Question

Adult male heights are normally distributed with a mean of 70 inches and a standard deviation of 3 inches. The average basketball player is 79 inches tall. Approximately what percent of the adult male population is taller than the average basketball player? 0.135% 0.875% 49.875% 99.875%

Answer 1

z = (x - mean) / SD = (79 - 70) / 3 = 3
P (Z > 3)? = 1 - F (z) = 1 - F (3) = 0.00135

Answer 2

A. 0.135%

Explanation:

We have been given that adult male heights are normally distributed with a mean of 70 inches and a standard deviation of 3 inches. The average basketball player is 79 inches tall.

We need to find the area of normal curve above the raw score 79.

First of all let us find the z-score corresponding to our given raw score.

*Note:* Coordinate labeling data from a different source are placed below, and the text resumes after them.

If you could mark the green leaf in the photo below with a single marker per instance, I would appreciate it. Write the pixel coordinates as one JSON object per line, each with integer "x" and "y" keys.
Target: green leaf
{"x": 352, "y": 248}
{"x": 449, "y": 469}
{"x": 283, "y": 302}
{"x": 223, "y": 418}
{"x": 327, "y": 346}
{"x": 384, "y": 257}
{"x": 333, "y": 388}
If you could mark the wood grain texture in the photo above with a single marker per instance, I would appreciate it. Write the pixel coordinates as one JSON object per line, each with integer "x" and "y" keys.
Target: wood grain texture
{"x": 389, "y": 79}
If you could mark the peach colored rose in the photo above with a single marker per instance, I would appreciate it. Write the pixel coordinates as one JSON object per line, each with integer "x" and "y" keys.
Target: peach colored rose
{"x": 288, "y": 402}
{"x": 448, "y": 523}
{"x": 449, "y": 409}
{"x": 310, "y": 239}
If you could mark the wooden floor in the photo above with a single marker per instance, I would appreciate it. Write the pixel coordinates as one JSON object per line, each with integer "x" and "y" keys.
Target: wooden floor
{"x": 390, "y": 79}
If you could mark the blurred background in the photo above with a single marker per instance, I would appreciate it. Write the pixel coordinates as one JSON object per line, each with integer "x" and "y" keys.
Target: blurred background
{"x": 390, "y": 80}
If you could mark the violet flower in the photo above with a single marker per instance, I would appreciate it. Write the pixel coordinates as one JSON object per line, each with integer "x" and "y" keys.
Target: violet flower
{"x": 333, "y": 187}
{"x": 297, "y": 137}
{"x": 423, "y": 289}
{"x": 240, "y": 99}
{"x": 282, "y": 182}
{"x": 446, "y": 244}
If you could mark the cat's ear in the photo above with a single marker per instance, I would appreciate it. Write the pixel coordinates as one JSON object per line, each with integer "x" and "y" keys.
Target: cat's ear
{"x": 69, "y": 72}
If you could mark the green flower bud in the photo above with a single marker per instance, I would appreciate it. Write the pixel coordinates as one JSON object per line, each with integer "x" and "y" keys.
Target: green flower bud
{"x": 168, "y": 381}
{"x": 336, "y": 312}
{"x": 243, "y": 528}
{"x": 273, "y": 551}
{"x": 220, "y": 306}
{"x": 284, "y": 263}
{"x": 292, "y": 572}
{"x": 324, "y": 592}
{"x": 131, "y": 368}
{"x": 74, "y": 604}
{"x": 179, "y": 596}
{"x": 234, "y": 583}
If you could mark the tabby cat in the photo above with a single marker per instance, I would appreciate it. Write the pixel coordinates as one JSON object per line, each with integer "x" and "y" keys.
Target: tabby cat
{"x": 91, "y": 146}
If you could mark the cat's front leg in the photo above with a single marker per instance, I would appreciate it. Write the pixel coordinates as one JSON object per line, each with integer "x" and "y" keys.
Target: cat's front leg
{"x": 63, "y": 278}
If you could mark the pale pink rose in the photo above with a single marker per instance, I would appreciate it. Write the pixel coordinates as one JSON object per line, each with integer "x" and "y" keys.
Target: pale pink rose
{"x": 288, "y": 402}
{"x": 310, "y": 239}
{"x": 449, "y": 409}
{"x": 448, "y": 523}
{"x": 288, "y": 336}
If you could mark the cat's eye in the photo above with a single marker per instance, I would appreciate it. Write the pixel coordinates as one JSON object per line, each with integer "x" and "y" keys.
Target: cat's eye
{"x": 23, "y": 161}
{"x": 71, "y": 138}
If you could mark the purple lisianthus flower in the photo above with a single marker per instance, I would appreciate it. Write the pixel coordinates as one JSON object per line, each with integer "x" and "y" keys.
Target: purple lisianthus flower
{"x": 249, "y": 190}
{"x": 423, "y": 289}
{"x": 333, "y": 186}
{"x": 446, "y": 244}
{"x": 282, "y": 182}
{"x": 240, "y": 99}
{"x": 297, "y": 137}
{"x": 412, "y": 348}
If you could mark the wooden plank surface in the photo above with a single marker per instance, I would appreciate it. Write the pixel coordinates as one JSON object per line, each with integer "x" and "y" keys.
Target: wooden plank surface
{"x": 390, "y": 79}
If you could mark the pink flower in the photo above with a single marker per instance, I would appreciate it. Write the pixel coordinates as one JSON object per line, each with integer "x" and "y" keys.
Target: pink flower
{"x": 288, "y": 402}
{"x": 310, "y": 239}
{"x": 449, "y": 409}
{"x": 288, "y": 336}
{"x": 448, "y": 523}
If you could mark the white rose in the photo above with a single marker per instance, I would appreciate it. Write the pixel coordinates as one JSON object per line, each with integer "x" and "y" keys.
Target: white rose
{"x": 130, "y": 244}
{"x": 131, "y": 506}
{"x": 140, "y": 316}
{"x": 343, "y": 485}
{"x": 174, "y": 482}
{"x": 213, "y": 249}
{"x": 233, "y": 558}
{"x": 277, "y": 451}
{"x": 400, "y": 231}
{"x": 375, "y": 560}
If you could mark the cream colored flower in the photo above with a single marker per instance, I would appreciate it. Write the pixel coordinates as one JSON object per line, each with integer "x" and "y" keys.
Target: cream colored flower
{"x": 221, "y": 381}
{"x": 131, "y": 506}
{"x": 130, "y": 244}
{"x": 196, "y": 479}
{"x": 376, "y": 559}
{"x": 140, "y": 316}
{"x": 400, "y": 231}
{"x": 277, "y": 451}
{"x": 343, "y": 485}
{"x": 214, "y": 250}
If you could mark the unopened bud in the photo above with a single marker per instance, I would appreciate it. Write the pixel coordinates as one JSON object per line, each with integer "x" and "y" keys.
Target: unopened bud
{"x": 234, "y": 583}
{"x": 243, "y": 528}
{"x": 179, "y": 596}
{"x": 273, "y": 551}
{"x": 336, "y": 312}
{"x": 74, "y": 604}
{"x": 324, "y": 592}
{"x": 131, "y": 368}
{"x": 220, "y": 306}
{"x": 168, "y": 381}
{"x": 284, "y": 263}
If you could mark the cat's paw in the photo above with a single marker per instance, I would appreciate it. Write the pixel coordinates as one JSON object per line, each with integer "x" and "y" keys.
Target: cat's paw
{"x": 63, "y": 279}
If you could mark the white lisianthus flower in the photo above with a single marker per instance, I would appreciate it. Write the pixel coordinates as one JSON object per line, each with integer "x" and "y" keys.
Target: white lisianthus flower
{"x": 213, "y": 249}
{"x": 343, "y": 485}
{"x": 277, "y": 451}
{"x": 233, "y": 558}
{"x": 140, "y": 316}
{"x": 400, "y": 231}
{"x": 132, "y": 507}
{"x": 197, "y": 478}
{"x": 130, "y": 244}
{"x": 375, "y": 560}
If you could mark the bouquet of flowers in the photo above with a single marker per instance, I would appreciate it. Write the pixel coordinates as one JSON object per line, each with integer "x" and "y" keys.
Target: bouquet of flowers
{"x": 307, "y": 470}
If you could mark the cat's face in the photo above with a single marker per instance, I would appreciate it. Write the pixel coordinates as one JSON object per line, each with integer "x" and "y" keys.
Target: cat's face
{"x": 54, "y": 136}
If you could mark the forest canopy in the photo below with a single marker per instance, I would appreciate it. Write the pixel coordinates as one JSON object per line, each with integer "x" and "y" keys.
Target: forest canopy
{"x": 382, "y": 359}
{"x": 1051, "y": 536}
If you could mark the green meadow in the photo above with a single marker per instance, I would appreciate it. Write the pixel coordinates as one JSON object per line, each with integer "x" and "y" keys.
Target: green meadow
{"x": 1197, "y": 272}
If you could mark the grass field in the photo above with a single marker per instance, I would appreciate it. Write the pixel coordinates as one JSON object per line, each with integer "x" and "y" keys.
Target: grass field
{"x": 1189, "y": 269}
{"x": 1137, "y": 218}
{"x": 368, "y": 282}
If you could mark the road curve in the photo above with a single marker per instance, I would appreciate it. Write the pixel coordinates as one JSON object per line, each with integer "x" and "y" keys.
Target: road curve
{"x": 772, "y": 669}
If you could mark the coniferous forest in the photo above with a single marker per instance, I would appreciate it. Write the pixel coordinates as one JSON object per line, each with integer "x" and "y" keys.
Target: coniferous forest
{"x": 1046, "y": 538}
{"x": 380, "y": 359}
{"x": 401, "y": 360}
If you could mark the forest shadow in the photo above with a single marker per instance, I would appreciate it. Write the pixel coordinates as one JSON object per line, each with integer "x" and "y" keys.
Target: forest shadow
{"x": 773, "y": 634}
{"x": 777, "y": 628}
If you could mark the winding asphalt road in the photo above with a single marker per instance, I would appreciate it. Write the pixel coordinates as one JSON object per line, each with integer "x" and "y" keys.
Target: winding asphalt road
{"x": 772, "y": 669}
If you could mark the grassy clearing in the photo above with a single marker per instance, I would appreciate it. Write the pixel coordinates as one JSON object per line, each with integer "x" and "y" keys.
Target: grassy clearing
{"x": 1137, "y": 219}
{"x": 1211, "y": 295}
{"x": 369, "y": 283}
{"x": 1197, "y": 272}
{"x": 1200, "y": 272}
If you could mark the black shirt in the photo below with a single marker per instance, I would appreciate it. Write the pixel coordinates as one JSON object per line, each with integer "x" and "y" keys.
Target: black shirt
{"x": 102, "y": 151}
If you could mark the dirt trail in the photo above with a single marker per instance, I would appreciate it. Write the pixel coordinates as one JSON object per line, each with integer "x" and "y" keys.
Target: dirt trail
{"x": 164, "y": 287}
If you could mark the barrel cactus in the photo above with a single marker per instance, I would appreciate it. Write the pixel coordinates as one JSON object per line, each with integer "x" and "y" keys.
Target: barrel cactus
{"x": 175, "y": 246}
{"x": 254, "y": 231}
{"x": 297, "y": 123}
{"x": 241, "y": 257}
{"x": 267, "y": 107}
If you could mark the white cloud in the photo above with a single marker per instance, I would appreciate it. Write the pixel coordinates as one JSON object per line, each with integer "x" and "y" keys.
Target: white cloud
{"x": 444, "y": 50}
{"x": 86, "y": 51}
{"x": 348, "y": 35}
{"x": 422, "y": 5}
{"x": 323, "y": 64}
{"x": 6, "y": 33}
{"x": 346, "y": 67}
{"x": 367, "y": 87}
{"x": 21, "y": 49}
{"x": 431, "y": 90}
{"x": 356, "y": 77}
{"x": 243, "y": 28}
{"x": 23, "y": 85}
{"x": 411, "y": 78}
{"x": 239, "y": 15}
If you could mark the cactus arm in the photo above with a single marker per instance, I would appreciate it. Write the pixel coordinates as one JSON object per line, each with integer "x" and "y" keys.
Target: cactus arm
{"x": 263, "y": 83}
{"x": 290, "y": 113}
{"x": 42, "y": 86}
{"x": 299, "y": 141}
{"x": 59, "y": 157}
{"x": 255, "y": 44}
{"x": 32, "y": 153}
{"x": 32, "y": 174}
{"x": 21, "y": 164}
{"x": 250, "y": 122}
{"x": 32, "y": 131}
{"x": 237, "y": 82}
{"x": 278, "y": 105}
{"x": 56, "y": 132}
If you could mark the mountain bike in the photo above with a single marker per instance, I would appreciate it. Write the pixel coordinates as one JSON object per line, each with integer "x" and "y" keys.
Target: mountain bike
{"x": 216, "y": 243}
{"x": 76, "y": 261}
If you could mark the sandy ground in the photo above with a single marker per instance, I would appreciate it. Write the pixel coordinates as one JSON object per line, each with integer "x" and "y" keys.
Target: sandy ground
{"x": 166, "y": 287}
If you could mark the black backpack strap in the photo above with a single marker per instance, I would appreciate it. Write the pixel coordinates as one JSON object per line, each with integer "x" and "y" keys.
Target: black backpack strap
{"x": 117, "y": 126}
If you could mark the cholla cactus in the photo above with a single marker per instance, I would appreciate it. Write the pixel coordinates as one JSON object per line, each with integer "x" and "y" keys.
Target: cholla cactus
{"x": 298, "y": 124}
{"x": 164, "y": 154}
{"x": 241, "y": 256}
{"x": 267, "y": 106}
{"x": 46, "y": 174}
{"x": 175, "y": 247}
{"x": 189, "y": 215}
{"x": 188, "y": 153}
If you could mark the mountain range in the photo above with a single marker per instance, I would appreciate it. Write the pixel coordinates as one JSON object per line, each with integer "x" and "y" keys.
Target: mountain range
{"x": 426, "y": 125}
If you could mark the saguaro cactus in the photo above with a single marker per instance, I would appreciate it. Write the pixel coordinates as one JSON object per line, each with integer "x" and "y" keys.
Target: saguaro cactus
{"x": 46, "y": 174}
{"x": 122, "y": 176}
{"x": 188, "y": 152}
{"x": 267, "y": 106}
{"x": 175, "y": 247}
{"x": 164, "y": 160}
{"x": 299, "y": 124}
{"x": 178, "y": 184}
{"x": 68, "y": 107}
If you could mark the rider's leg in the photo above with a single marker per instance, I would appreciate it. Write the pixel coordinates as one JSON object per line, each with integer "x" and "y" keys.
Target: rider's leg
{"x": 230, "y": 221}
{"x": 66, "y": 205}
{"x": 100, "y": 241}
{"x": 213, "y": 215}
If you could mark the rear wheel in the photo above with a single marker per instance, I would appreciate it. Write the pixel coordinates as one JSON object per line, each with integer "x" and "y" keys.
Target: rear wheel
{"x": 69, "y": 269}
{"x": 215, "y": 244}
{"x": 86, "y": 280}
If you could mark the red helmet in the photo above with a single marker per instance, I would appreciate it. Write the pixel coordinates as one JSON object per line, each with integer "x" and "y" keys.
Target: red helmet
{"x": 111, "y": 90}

`z=(x-\mu)/(\sigma)`, where,

`z=\text{z-score}`,

`x=\text{Raw-score}`,

`\mu=\text{Mean}`,

`\sigma=\text{Standard deviation}`.

Upon substituting our given values in z-score formula we will get,

`z=(79-70)/(3)`

`z=(9)/(3)`

`z=3`

Now we will find the P(z>3) using formula:

`P(z>a)=1-P(z<a)`

`P(z>3)=1-P(z<3)`

Using normal distribution table we will get,

`P(z>3)=1-0.99865`

`P(z>3)=0.00135`

Let us convert our answer into percentage by multiplying 0.00135 by 100.

`0.00135* 100=0.135%`

Therefore, approximately 0.135% of the adult male population is taller than the average basketball player and option A is the correct choice.